Satu per satu nama bermunculan. Bu Sri, Bu Rosida, Pak Emil—mereka mengonfirmasi dengan cepat, tulus, dan ringkas. Seperti tetes embun yang jatuh perlahan, komunikasi itu menghadirkan rasa kebersamaan. Di balik huruf-huruf yang sunyi itu, terasa kehangatan—sebuah kebersamaan yang tidak kasat mata, namun nyata dalam setiap balasan.

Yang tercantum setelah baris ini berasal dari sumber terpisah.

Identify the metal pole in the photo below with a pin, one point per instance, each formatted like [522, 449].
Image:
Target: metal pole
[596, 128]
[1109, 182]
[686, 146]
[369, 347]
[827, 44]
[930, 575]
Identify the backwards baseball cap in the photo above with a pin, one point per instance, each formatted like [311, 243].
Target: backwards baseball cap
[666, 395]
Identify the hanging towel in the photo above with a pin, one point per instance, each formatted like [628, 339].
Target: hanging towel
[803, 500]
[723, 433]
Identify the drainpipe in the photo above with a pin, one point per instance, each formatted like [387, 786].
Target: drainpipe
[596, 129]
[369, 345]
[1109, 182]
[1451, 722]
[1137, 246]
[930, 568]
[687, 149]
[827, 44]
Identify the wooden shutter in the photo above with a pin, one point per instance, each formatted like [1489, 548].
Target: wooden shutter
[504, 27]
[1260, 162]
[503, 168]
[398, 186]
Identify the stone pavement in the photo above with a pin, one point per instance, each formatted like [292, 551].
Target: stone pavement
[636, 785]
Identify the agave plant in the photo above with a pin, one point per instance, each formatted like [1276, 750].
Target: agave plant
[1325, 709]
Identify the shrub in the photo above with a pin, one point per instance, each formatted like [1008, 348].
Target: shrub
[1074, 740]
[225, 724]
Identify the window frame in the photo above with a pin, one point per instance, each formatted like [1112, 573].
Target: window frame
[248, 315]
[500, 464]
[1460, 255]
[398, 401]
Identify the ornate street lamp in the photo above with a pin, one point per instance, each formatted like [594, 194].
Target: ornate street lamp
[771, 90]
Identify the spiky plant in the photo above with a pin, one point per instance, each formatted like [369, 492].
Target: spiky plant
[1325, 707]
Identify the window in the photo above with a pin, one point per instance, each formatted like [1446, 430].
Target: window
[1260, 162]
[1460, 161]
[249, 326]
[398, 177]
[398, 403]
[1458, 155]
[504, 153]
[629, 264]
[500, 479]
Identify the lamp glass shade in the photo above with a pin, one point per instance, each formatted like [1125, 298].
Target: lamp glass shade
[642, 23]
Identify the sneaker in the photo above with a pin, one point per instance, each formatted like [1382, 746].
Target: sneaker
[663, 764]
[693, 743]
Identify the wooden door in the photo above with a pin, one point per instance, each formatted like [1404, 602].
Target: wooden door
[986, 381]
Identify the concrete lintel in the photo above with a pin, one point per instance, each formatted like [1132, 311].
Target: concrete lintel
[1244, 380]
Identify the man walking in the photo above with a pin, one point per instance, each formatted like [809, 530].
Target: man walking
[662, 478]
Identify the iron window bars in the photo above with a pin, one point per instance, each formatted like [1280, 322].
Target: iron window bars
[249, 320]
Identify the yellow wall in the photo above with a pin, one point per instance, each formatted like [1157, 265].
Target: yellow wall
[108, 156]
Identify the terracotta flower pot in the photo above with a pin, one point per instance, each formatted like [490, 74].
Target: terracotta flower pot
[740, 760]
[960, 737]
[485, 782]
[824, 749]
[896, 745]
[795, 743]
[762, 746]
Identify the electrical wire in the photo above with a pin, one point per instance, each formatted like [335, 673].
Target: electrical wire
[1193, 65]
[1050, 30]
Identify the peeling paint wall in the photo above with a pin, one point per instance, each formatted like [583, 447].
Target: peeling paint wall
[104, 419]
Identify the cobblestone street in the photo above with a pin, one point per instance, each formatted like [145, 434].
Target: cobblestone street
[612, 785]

Tiba-tiba, aroma ayam geprek memenuhi ruang guru, menggoda indera penciuman siapa pun yang melintas. Pesanan datang, tapi tak berpenyandang nama. Chat pun ramai sejenak, tertawa kecil menyelusup di sela percakapan—hangat dan akrab, seperti genggaman tangan dalam dinginnya ruangan ber-AC.
Sore menjelang malam, pesan kembali berdatangan. Pengingat piket, laporan kegiatan siswa, dan ucapan syukur atas keberhasilan tim LCT MIPA yang menghangatkan dada. Seperti dekapan halus di antara lelah harian, semuanya hadir dalam kesenyapan digital yang justru terasa hidup. Jari-jari terus menari, bukan hanya mengetik, tapi menyulam makna di antara kesibukan.
Dalam kesibukan itulah, kami menemukan simpul: bahwa rasa bisa hadir dari pesan sederhana, dari koordinasi kecil, dari tawa ringan di grup—dan dalam semua itu, kita tidak sekadar bekerja, tapi saling menjaga.